His seated Lincoln, perhaps his most iconic work, was created in his Chesterwood studio a half century later and dedicated in Washington DC in 1922. In the 50 years between the Minute Man and Lincoln, his artistry touched on such men of note as Ulysses S. Grant; his friend and mentor, Ralph Waldo Emerson, and Dr. Thomas Gallaudet, founder of the first free school for the deaf in America.

Forever entwined with Lincoln mythology, French’s contribution to the Great emancipator’s legacy will be commemorated this summer with an observance of Lincoln’s 210th birthday.

A special exhibit will include books, broadsides, letters and prints—and a life mask taken in 1860—all documenting Lincoln’s life and highlighting the Lincoln-related work done by French.

All materials are from the Chapin Library and from the Chapin’s Chesterwood Archives, once held at French’s home in Stockbridge.

Also published this year at the behest of Chesterwood is the book, Monument Man by noted Lincoln historian, Harold Holzer. The book is a definitive biography of French and, according to Chesterwood Executive Director Donna Hassler, its inspiration came from the oft-repeated question from visitors, “How did he create the Lincoln Memorial.”
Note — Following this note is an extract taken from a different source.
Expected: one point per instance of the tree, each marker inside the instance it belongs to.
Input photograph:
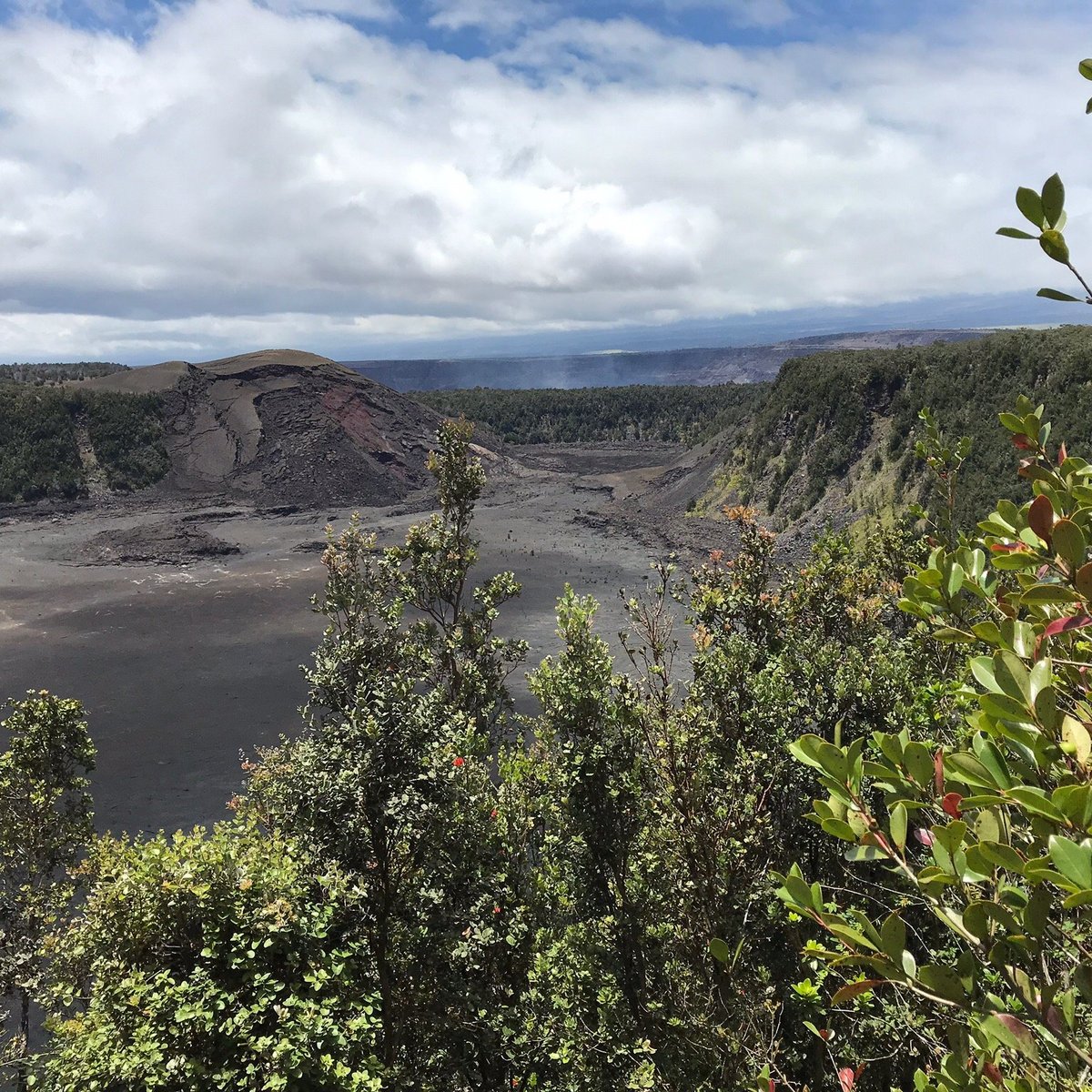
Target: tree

Chesterwood has been a center for the arts since 1897 when, impressed by the beauty of the Berkshires, French decided to create a summer retreat there. He commissioned his friend and colleague, Henry Bacon, to design a studio. French thought the best site would be where a barn once stood, offering a majestic view of Monument Mountain.

Construction began in April 1898 but, impatient to get underway, French started his work there only three months later before the building was even complete. By August 6th he was receiving callers.
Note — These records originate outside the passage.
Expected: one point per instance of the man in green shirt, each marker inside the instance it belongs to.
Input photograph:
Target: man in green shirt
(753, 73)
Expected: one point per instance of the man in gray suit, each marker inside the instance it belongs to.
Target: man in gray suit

And what a studio it was! As was a standard for fashionable artist’s studios of French’s time, it included a reception room as a gathering place where business visitors were received. It was there, also, that French relaxed by drawing and painting oil or pastel portraits of friends, family or neighbors in the north light of the French windows.

The family’s afternoon tea took place there when inclement weather precluded the use of the south-facing piazza.
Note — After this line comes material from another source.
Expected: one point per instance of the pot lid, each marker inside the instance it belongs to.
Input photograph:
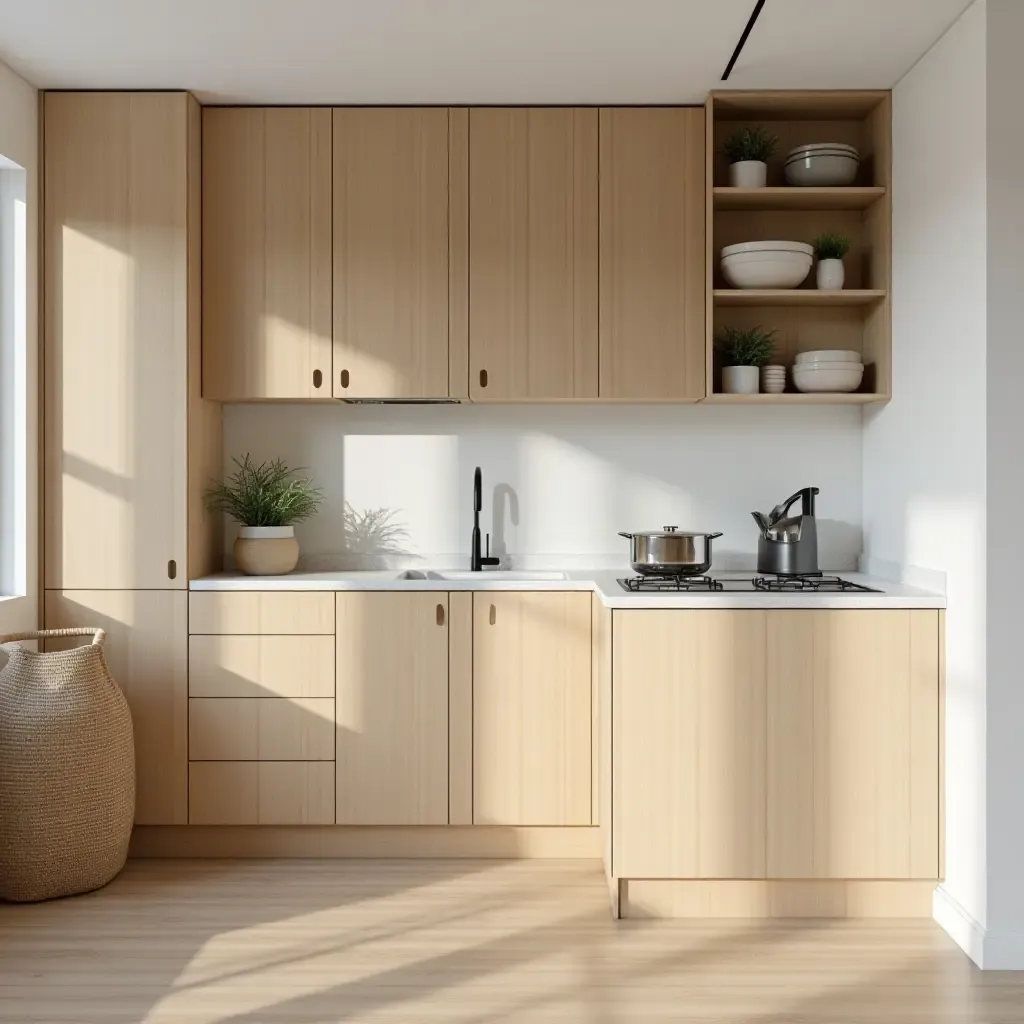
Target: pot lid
(669, 531)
The main work space in the studio is a 30-by-29-foot room with 26-foot-high walls, providing ample space for heroic equestrian models. Along with provisions for natural lighting—important in determining how his works would look in their final setting—French had other rigorous requirements. To be able to view work in progress en plein air, he devised a studio floor part of which was a standard-gauge flatcar that could be pushed outdoors on tracks. French could thus judge his works’ effect in the open. The artist could gain perspective on his work by standing down in the field to get the appropriate viewing distance.

It was in the adjacent casting room that clay models were cast in plaster for further sculptural development and later casting in bronze. Plaster casts and discarded clay models were lowered through trap doors to be dealt with in the cellar.

Chesterwood was an artist’s home and its fine arts collection includes the of art works of Daniel Chester French—in fact, one of the largest collections of a single sculptor in the country. Housed in the studio, residence, barn gallery and the newly opened Collections Gallery are almost 500 statues, 23 oil paintings, and 13 portrait pastels—all by French. Plastilene models and plaster casts for major sculptural commissions enable the collection to illustrate French’s working methods and creative process.

The Chesterwood collections also include furnishings such as European and American furniture, textiles such as rugs, curtains and bed coverings, and decorative arts objects—place settings, silver, glass, knick-knacks, table-top sculpture, and even a brass menorah. The objects span six centuries and give insight to the family’s taste and lifestyle.

From time to time, French would display his own works as well as works by his artist friends on the grounds at Chesterwood, making it one of the earliest venues in the United States to showcase large-scale works in an outdoor setting. It is a tradition that has continued under the National Trust. Since 1978 almost 600 emerging and established artists’ works have been exhibited in the annual sculpture show, Contemporary Sculpture at Chesterwood.